Whether the demand will go back up, I think that’s a big debate. If we have 1.6 million beds and there’s around 30% vacancy right now, it depends on whose numbers you’re using. Are we going to go back up to something higher than that? Probably, it’s going to go higher than where we are now but how is it going to go back up to the rates we were running before? I doubt it.

Obviously, nursing homes have a limited amount of CapEx that they can spend. How are you recommending that people use it best if they’re going to make some changes?

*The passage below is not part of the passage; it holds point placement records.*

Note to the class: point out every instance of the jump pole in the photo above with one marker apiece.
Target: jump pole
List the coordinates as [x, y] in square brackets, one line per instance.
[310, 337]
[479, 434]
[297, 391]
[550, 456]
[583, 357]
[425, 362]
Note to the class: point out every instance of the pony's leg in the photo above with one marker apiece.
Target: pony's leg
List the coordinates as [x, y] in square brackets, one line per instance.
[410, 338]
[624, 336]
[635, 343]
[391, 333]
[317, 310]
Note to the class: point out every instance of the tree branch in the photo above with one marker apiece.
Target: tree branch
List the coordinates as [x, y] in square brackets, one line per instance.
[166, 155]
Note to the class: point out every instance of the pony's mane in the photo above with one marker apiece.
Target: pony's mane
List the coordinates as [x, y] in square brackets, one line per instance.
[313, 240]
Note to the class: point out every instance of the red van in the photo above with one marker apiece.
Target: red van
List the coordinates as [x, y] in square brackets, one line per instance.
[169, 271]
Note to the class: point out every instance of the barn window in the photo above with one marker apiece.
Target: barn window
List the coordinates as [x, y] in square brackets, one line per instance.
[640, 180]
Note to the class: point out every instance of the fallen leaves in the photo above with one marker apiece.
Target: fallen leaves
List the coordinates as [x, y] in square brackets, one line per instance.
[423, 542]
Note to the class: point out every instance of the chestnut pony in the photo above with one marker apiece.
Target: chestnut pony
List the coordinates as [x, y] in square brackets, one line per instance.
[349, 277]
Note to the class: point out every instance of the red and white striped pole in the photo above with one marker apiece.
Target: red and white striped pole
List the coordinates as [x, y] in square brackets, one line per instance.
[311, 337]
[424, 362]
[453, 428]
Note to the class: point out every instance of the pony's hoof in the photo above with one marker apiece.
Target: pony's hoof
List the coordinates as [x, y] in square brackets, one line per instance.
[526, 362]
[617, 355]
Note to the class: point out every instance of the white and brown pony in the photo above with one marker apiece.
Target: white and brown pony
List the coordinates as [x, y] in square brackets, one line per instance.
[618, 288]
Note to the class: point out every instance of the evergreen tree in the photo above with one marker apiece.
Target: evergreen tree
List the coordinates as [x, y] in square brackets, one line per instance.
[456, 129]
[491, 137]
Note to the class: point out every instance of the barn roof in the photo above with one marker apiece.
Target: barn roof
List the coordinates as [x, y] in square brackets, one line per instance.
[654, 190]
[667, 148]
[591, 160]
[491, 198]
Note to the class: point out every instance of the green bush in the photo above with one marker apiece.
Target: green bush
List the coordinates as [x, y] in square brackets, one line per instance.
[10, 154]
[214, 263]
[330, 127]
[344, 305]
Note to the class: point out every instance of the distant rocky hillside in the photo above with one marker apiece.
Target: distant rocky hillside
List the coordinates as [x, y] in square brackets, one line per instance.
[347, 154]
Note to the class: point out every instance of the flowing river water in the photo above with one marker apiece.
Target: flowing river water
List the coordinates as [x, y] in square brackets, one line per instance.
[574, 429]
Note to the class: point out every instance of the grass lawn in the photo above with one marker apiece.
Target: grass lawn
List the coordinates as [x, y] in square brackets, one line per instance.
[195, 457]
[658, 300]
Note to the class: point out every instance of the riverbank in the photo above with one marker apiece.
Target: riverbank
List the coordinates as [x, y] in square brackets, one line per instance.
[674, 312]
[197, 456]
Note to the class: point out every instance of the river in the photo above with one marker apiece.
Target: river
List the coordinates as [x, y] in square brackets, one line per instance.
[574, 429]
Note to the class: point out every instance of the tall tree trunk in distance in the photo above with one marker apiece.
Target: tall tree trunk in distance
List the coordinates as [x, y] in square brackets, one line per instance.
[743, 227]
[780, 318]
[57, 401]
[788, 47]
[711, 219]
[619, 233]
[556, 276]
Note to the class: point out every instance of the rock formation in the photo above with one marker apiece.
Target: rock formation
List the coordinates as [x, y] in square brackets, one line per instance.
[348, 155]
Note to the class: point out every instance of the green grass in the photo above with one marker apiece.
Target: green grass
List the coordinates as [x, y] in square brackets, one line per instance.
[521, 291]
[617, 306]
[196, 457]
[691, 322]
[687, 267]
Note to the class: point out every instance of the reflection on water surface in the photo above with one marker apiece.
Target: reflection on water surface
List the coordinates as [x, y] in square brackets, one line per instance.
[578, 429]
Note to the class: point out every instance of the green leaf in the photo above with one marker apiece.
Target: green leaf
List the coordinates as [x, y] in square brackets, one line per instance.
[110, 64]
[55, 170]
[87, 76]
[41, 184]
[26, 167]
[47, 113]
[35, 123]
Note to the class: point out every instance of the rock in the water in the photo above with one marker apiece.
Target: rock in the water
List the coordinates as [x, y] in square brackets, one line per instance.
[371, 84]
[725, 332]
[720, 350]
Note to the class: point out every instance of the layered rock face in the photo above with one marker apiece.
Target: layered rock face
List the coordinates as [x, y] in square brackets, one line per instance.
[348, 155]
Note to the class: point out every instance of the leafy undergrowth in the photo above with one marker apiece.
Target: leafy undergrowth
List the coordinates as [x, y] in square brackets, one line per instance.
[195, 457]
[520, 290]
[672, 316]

It’s tough because there are no easy answers. We’ve done some fairly economical work where we haven’t really touched the resident rooms and we’ve just gone in and tried to break up the larger congregate dining rooms into smaller spaces by reconfiguring some things. As you get smaller living environments, some buildings take that fairly easily, some buildings don’t.

It’s taking advantage of the bonds that you’ve got. Each one is different. Cultural change is not free but it’s less expensive so going to fixed assignments for staff, for instance, so you don’t have staff moving from care of one group to another group to another group from day to day or week to week so that you have fixed assignments where the caregivers stay with a fixed group of residents across long periods of time so that they get to know each other.

Also, in the pandemic situation, it just prevents the spread of the virus because you’re having caregivers coming in contact with many fewer residents.

I keep hearing the word culture — it’s not something that I was expecting to hear during an interview about the design of nursing homes. Why is that important to the physical building as well?

The building isn’t a machine. The buildings are a place where residents live, and staff work. If the building doesn’t support the kind of relationship that you want between residents and staff, then the building isn’t very useful. We feel like we need to understand the culture of residents, the culture of staff, and the types of relationships that residents have with staff.

We need to build architecture that supports those relationships. For instance, food is a big part of our culture. What kind of choices do people have in food? Do they have a choice about when and what they eat? Are they required to eat a specific time every day the same way?

Can somebody recognize that somebody is not in a great mood so can they make something special for them that day to help lift their spirits that day? If you have a caregiver who knows the resident, they can know that kind of thing. They have a facility that will support them.

Little things like, can you make breakfast within a place that the residents can participate in? I don’t mean participate as in helping but they can say, “I’d like oatmeal today,” and they can have oatmeal. Or, “I’d like a scrambled egg today. I’d like to have scrambled eggs today.” Or, “I’d like extra maple syrup on my pancakes.”

If the facility is designed to support that, that’s the best thing. You need to understand the culture of residents and caregivers to create the kind of environment that we’re into. That would be great.

There has been a lot of fantasy discussion around reimagining the future of nursing homes. What do you think is a realistic vision for the long-term future of nursing homes?

I think we have to be patient. This is the most monstrous of all cruise ships you’re talking about. It’s an industry that relies on capital reimbursement for built forms, it’s going to take time to change that. We’re going to have to be patient about that but we’re going to have to put something in motion that begins a process that allows us to be patient because right now, everybody’s upset and angry and hostile about it.

If there was some positive movement and said, “Here’s where we want to be 20 years from now or 15 years from now,” or, “Let’s put some things in motion, let’s begin to make progress.” We haven’t made progress towards anything as a country in the way we care for elders in a very long time.

You should add to that, for those who have money, they have lots of choices. For those who don’t have money, nothing has improved for them in a very long time.